Concepedia

TLDR

The EU’s 2010 Europe 2020 Strategy set a target to lift 20 million people out of poverty, monitored partly by a severe material deprivation indicator whose items suffer from weak reliability. This study evaluates the 2009 EU‑SILC material deprivation data and proposes an analytical framework to develop more robust EU MD indicators. The authors incorporated a thematic MD module into the 2009 EU‑SILC survey and performed a systematic item‑by‑item analysis at EU and country levels to identify items meeting suitability, validity, reliability, and additivity criteria. The analysis yielded a 13‑item MD indicator covering basic needs such as food, clothing, and shoes, as well as social needs like internet access and leisure activities.

Abstract

In June 2010, European Union (EU) Heads of State and Government adopted a social inclusion target as part of the new ‘Europe 2020 Strategy’: to lift at least 20 million people in the EU from the risk of poverty and exclusion by 2020. One of the three indicators used to monitor progress towards this target is the EU indicator of severe material deprivation (MD). A main limitation of this indicator is the weak reliability of some of the items it is based on. For this reason, a thematic module on MD was included in the 2009 wave of the EU Statistics on Income and Living Conditions (EU-SILC) survey. This article assesses the 2009 EU-SILC MD data and proposes an analytical framework for developing robust EU MD indicators.
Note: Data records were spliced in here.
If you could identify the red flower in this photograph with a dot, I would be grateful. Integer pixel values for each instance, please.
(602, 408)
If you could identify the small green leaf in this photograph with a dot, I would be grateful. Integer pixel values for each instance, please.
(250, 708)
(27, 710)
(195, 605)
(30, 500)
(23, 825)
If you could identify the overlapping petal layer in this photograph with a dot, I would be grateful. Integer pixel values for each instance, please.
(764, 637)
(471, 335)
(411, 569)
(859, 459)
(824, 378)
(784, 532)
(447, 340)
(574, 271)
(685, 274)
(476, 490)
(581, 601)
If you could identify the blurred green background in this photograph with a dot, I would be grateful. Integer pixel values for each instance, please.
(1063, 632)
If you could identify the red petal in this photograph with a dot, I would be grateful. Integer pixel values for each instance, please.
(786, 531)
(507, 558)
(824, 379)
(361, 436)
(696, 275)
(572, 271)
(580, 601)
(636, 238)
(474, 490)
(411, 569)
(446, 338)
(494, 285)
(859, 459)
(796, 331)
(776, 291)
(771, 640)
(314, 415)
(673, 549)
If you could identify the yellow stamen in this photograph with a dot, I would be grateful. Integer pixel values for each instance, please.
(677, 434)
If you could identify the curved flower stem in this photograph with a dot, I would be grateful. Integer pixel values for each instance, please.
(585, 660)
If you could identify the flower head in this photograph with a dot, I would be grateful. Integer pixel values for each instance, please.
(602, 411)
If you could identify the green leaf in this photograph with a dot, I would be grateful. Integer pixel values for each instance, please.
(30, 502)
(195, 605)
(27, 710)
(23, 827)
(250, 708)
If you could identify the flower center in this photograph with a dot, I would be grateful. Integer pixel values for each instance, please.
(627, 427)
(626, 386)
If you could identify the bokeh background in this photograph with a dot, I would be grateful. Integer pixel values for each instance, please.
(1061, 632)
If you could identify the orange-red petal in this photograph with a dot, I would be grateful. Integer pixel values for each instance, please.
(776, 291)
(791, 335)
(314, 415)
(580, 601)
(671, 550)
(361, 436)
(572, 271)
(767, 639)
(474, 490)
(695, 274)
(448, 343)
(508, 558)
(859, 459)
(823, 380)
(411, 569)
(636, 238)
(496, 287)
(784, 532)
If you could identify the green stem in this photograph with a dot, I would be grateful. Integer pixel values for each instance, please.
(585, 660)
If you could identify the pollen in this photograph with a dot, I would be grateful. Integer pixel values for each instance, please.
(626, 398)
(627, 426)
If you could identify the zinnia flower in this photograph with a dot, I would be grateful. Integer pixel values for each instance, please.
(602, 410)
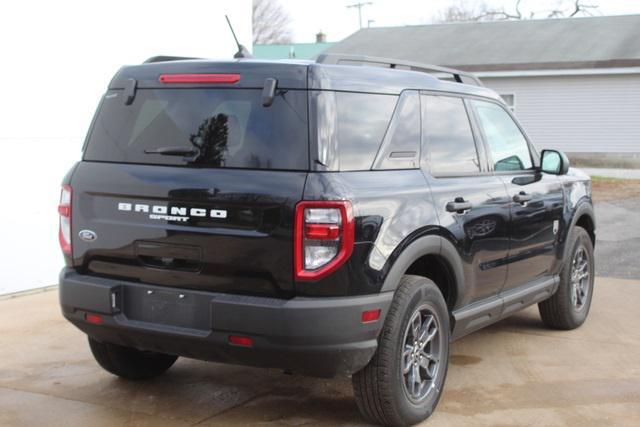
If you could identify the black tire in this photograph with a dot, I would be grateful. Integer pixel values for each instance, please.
(561, 310)
(128, 362)
(381, 389)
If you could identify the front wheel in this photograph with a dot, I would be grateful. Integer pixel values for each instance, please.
(403, 382)
(569, 306)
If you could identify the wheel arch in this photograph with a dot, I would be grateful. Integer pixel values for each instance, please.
(434, 257)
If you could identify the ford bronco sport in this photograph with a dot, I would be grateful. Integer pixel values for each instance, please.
(349, 216)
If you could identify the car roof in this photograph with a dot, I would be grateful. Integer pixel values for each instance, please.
(298, 74)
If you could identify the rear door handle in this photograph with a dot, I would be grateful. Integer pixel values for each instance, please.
(459, 205)
(522, 198)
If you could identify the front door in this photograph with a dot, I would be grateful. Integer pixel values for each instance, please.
(535, 198)
(472, 204)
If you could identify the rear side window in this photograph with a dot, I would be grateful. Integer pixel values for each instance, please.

It carries out a systematic item by item analysis at both EU and country levels to identify the MD items which satisfactorily meet suitability, validity, reliability and additivity criteria across the EU. This approach has resulted in a proposed 13-item MD indicator covering some key aspects of living conditions which are customary across the whole EU covering a broad range of basic (food, clothes, shoes, etc.) as well as social (Internet, regular leisure activities, etc.) necessities.